Minister Radebe described HIV as “an epidemic of discrimination” and said that that has to be challenged.

“Our attitude towards those against whom we discriminate on the basis of their HIV status can be regarded as a conduct that has consequences in law and one that affects those fundamental rights that must enjoy protection in our Constitution. I’m mindful that we are the continent with the highest infliction of the HI-virus in the world. Whilst countries such as China pride themselves with the greatest economic growth of our times, we in Africa seem to be renowned for our regressive aspects such as poverty and, in this case, the high incidence of HIV prevalence. This meeting will help our beloved continent to make a turn-around on this human rights issue as we collectively seek to reposition Africa as a success story”, he said.
Ghana’s Chief Justice, Georgina T. Wood, told the meeting that the judiciary should “form part of each country’s national response to HIV and AIDS”.

“We need to formulate appropriate responses to discrimination… strategic interventions aimed at enhancing legal mechanisms to protect persons living with it from unwarranted discrimination”, she said.

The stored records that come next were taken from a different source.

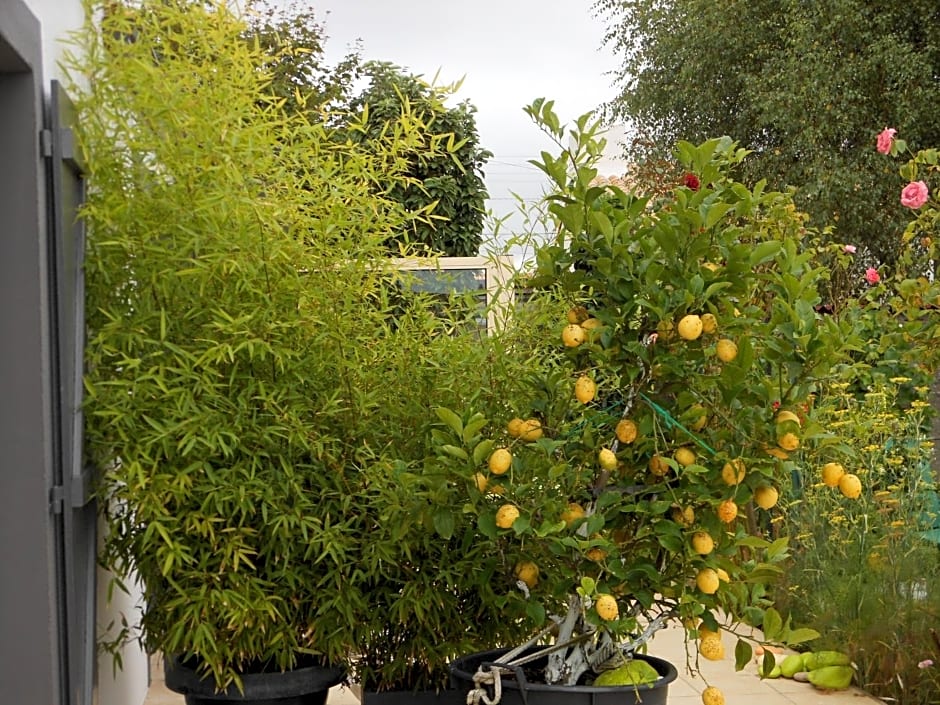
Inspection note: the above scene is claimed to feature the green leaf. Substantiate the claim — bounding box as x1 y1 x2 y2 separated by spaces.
434 507 456 539
785 627 820 646
759 649 777 678
463 414 487 443
704 203 734 229
441 445 470 460
749 240 781 267
761 607 783 642
434 406 463 438
473 438 496 465
525 600 545 627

Head of the AIDS Law Project in Johannesburg, Mark Heywood, said “there are two reasons why it’s important to have a discussion around ensuring that the law promotes the protection of the rights of people living with HIV”.
“It’s because we all work and live under legal regimes that require us to protect the human rights of the individual. Another powerful reason is because if we don’t protect the rights of people living with HIV, then people living with HIV will go underground and they will not seek services for HIV testing, for counseling, for treatment and it will be very difficult for us to control the epidemic – as it is very difficult for us to control the epidemic”, said Heywood.